Case in point: I’ve recently worked my way through all ten-or-so seasons of JAG. Daft stuff, I know. But I’ve been sitting here recovering from a broken wrist, looking for something to pass the time while I do embroidery, and that’s where I ended up. A program that the late Mr. She and I enjoyed in real time, and which I have on DVD.
By gum, in one of the later series, out of the blue, Bud Roberts mentions that a particularly obnoxious client once referred to JAG lawyer Sturgis Turner (an African-American) as a [REDACTED].

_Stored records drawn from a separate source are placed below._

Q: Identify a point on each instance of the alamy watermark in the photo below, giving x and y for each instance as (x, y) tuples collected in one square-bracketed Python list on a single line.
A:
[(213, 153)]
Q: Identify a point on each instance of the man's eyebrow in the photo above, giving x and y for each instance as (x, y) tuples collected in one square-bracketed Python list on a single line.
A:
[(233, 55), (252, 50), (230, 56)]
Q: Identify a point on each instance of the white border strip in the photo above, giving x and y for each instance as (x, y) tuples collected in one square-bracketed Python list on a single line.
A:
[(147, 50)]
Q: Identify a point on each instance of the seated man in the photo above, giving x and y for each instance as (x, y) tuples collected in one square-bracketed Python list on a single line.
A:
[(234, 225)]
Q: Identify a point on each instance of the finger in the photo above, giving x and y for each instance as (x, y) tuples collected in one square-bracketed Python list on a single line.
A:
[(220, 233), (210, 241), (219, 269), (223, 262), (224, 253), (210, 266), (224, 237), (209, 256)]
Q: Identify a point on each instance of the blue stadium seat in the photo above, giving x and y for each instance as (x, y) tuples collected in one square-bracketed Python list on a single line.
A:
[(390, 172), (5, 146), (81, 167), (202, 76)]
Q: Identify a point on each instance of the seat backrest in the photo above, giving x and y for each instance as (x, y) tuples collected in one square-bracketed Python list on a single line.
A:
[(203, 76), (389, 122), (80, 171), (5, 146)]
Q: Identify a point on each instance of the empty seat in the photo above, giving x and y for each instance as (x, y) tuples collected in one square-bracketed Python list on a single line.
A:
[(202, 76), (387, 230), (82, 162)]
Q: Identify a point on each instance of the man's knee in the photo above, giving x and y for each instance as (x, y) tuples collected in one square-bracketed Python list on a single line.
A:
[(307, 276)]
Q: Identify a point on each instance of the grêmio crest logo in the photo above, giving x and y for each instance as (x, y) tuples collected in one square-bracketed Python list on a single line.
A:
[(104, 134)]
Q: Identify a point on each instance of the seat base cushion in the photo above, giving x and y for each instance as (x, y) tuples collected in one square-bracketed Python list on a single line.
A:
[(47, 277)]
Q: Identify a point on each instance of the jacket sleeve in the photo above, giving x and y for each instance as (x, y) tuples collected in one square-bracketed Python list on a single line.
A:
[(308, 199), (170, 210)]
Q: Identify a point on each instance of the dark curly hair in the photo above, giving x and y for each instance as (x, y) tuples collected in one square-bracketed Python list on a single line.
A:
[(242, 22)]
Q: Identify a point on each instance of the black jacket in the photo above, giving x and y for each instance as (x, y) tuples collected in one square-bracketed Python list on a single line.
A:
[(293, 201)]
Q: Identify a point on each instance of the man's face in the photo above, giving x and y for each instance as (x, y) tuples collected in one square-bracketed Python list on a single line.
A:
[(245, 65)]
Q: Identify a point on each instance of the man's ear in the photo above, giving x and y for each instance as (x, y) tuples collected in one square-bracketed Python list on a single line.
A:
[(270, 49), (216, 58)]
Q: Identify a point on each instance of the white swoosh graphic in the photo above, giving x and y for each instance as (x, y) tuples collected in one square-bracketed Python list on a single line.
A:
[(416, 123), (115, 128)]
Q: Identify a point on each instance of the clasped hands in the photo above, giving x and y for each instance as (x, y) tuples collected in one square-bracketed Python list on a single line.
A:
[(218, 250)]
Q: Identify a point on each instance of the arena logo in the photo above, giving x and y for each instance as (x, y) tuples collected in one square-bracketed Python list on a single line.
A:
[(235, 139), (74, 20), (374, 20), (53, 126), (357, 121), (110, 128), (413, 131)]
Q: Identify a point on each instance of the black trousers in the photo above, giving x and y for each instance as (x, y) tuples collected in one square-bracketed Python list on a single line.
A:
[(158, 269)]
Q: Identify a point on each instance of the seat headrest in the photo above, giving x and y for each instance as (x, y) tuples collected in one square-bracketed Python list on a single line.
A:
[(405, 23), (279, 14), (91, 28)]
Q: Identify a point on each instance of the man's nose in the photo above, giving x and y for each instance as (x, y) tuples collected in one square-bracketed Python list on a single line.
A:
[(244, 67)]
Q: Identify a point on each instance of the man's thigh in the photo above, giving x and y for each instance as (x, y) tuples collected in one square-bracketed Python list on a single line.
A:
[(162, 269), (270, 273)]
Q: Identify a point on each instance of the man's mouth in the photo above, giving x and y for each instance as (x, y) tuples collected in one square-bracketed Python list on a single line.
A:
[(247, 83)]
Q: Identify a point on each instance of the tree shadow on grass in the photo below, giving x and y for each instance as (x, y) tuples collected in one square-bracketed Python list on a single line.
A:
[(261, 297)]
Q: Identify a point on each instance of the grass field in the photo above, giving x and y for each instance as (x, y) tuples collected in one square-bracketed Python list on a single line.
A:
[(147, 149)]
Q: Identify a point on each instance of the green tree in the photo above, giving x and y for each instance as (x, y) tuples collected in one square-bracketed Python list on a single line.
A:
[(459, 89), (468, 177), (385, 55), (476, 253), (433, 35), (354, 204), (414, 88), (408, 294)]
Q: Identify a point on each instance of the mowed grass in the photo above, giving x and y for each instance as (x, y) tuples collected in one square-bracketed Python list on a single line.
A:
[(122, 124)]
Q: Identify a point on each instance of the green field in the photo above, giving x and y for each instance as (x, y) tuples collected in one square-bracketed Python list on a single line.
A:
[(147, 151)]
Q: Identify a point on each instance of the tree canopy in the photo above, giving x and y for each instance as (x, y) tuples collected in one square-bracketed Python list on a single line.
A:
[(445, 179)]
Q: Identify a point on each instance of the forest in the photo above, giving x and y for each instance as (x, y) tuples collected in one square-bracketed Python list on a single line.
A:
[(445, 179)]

He said the word. Nothing was redacted.
And you know what? I’m still alive.
Bud’s use of the word generated distaste. Not for Bud (who repeated the slur). Not for Sturgis (who was the object of the slur). But for the person who made the slur.
If Ricochet can position itself as a site which heaps ignominy on those who make such slurs, then I don’t see how that can be other than good.
If Ricochet cancels those slurs–not for those who repeat them, nor for those who are the object of them, but to disinfect the reputations of the people who make them–then what else is it doing but contributing to the whitewashing of history?
I’d far rather see a more relaxed filter for such slurs, so that Conrad’s work can be given its due, along with many quotes from Mark Twain and others, so that we can have a rational discussion about all of them.
And I’d like to leave it up to the moderators to whack the very, very few times such slurs are used to denigrate and ridicule societal, religious, or ethnic groups.
But that’s just me. Or, perhaps “I” as it should more properly be.